I have had a brief look around, and beyond what you might expect on Wikipedia, there doesn't seem to be a lot out there.
So, as usual, I am prepared to rush in where wiser people might tread more cautiously.
This series (if such it develops to be) comes with my famous no quibbles guarantee: if you do not find it immensely satisfying and worthwhile, you can get a full refund of exactly what you have paid for it, without deductions for admin or anything else.
I will also, as is my wont, make clear my credentials for writing an introduction to chant: I have none.
That done, let's launch in.
The first problem, perhaps, is nomenclature. You say plainchant, I say plainsong, you say Gregorian, I say Roman, let's call the whole thing off...
I don't want to get too precious about this, and most people use these terms fairly interchangeably; but what I am talking about is the Chant of the Roman Catholic tradition - as opposed, say, to Byzantine Chant, which is rather different.
The reason it is called plain is because of its simplicity compared to polyphonic music; in plainchant, only one note is sung at a time. There is no counterpoint, and there are no harmonies, chords, and so forth. It is strictly monophonic and can thus be sung accurately by one person. If more than one person is singing, they must sing exactly the same thing at the same time for the chant to work.
In terms of history, it is fair to say that the origins of Chant are lost in the mists of time. We know that the Jews at the time of Christ sang the psalms for example: as Christ and his disciples did at the Last Supper. We do not know how directly liturgical Chant descends from their practice.
One tradition says that all the Chant was dictated to Pope Gregory (who was pope 590 - 604) by an angel: hence Gregorian Chant. A more prosaic explanation is that he codified the Chant.
The earliest chant manuscripts are from the 9th Century, and the earliest fully notated manuscripts date from the 10th Century: The three earliest surviving books containing the year’s liturgical cycle are: Chartres, Bibliothèque Municipale 47, Laon, Bibliothèque Municipale 239 and St. Gall, Stiftsbibliothek Cod. Sang. 359. (Ref: here)

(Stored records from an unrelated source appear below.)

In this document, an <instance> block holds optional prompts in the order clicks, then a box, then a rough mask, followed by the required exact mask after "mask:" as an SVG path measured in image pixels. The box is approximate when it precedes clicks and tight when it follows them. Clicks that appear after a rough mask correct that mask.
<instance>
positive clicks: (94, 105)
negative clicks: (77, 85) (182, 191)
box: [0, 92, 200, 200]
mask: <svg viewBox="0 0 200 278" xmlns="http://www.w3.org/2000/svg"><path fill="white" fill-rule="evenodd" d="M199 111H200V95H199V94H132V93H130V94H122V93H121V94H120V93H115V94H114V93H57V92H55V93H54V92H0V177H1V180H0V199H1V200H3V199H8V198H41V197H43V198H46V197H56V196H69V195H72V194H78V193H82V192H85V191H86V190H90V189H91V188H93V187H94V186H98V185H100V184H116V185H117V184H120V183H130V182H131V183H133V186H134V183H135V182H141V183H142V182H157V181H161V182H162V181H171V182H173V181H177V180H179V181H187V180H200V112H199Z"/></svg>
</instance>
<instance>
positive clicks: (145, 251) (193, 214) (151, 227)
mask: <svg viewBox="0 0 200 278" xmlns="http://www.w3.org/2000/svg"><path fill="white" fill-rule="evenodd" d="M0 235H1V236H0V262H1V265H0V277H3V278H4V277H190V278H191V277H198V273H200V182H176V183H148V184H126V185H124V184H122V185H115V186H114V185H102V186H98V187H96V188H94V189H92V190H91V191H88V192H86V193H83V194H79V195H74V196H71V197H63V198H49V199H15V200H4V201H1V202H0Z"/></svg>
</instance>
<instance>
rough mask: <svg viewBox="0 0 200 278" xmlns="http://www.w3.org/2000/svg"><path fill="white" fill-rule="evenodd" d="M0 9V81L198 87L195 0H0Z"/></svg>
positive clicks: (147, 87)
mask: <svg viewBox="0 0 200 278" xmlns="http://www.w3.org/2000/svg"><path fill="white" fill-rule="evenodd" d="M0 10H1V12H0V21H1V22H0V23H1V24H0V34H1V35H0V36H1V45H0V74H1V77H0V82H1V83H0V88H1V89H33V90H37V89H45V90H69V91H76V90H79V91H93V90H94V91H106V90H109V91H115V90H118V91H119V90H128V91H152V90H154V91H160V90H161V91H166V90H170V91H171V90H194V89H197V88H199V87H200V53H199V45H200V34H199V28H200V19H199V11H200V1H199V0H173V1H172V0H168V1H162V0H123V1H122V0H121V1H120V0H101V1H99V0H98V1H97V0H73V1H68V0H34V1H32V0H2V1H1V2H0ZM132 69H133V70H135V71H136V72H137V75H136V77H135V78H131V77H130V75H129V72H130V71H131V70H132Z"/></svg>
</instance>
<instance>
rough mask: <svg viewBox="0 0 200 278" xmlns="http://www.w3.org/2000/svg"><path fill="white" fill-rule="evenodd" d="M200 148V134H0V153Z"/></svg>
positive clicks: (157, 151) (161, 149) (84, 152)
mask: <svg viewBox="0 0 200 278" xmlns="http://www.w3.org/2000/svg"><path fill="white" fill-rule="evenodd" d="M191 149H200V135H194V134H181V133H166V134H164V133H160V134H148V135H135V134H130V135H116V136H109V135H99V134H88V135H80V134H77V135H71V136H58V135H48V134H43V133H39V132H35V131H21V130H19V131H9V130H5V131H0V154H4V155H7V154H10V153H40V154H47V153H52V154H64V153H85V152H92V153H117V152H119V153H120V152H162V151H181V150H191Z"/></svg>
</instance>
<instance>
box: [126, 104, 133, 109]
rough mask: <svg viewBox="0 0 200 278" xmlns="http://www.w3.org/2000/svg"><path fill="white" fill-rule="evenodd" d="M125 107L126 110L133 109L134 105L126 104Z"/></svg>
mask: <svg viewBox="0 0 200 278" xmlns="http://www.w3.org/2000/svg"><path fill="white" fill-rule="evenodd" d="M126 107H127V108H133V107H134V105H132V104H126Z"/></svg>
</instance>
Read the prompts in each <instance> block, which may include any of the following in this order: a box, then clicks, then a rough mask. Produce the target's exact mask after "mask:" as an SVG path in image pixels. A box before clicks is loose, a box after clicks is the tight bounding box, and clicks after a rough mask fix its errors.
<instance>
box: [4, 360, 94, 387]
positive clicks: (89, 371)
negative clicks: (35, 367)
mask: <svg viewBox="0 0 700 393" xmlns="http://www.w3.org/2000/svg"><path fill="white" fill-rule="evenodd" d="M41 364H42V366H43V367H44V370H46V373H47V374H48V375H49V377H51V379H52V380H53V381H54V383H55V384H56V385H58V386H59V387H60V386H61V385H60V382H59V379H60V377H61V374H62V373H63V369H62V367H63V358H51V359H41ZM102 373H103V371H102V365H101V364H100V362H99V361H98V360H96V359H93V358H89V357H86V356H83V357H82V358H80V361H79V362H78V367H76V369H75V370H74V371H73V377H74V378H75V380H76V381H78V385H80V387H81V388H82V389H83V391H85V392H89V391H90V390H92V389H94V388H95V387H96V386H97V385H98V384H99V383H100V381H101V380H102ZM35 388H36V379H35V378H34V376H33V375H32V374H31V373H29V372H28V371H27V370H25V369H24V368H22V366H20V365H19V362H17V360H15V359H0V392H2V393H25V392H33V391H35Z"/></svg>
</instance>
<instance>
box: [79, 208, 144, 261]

These contain neums rather than staff notation, making it hard to be precise about exactly how the Chant represented was performed.
Neums - from around the year 1000 AD: St. Gallen, Stiftsbibliothek, Cod. Sang. 390, p. 61 (www.cesg.unifr.ch)
By comparing these early manuscripts with the earliest extant square note notation, scholars have made significant progress in interpreting these neumes, but there is still much that is unclear, and plenty of scholarly disagreement about their interpretation.
The introduction of square note notation, placed on a staff that indicates the precise relationship of one pitch to another, was a significant development, and I will pick up the story at this point in a future post.